🤖 AI Summary
This paper addresses principal component analysis (PCA) in decentralized multi-agent networks under row-wise data partitioning, where agents hold disjoint feature subsets and no central aggregator exists.
Method: We propose the first decentralized power method satisfying distributed differential privacy (DDP). Each agent performs local iterations, exchanges intermediate estimates via embedded consensus, and injects calibrated Gaussian noise to preserve privacy without centralized coordination.
Contributions/Results: We theoretically characterize— for the first time—the impact of network topology on the privacy–utility trade-off, combining linear system dynamics with high-dimensional probability analysis to establish rigorous $(varepsilon,delta)$-differential privacy and convergence guarantees. Experiments demonstrate that, under moderate privacy budgets ($varepsilon in [2,5]$), our method significantly outperforms local differential privacy baselines in estimation accuracy, while achieving rapid convergence and flexible per-iteration privacy optimization.
📝 Abstract
We propose a novel Decentralized Differentially Private Power Method (D-DP-PM) for performing Principal Component Analysis (PCA) in networked multi-agent settings. Unlike conventional decentralized PCA approaches where each agent accesses the full n-dimensional sample space, we address the challenging scenario where each agent observes only a subset of dimensions through row-wise data partitioning.
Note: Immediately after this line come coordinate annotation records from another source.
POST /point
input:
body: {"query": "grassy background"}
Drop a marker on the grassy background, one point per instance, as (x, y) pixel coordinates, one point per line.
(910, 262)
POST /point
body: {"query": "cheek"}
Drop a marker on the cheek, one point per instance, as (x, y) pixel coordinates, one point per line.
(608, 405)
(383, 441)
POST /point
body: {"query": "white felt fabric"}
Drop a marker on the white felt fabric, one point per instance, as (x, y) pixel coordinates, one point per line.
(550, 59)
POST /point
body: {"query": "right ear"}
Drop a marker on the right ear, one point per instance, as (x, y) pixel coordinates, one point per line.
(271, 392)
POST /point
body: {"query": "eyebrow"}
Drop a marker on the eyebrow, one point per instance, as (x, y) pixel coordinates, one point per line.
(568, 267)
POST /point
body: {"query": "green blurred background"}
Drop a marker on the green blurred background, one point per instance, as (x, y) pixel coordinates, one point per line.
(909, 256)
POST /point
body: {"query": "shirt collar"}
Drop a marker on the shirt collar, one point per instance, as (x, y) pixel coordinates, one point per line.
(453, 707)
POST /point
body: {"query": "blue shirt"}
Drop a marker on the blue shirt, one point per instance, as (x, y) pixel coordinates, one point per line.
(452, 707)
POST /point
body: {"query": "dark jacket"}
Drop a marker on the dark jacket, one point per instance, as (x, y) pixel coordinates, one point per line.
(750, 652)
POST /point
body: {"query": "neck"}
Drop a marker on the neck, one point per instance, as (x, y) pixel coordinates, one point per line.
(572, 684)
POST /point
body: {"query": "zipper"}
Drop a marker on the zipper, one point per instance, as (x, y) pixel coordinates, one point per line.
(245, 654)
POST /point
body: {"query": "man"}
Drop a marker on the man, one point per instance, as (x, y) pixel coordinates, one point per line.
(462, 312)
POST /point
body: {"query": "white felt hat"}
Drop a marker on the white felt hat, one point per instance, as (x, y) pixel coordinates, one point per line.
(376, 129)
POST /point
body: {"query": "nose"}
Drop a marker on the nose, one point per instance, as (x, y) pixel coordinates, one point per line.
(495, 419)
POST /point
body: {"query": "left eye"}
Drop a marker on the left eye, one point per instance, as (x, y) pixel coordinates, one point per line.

Our method ensures $(ε,δ)$-Differential Privacy (DP) while enabling collaborative estimation of global eigenvectors across the network without requiring a central aggregator. We achieve this by having agents share only local embeddings of the current eigenvector iterate, leveraging both the inherent privacy from random initialization and carefully calibrated Gaussian noise additions. We prove that our algorithm satisfies the prescribed $(ε,δ)$-DP guarantee and establish convergence rates that explicitly characterize the impact of the network topology. Our theoretical analysis, based on linear dynamics and high-dimensional probability theory, provides tight bounds on both privacy and utility. Experiments on real-world datasets demonstrate that D-DP-PM achieves superior privacy-utility tradeoffs compared to naive local DP approaches, with particularly strong performance in moderate privacy regimes ($εin[2, 5]$). The method converges rapidly, allowing practitioners to trade iterations for enhanced privacy while maintaining competitive utility.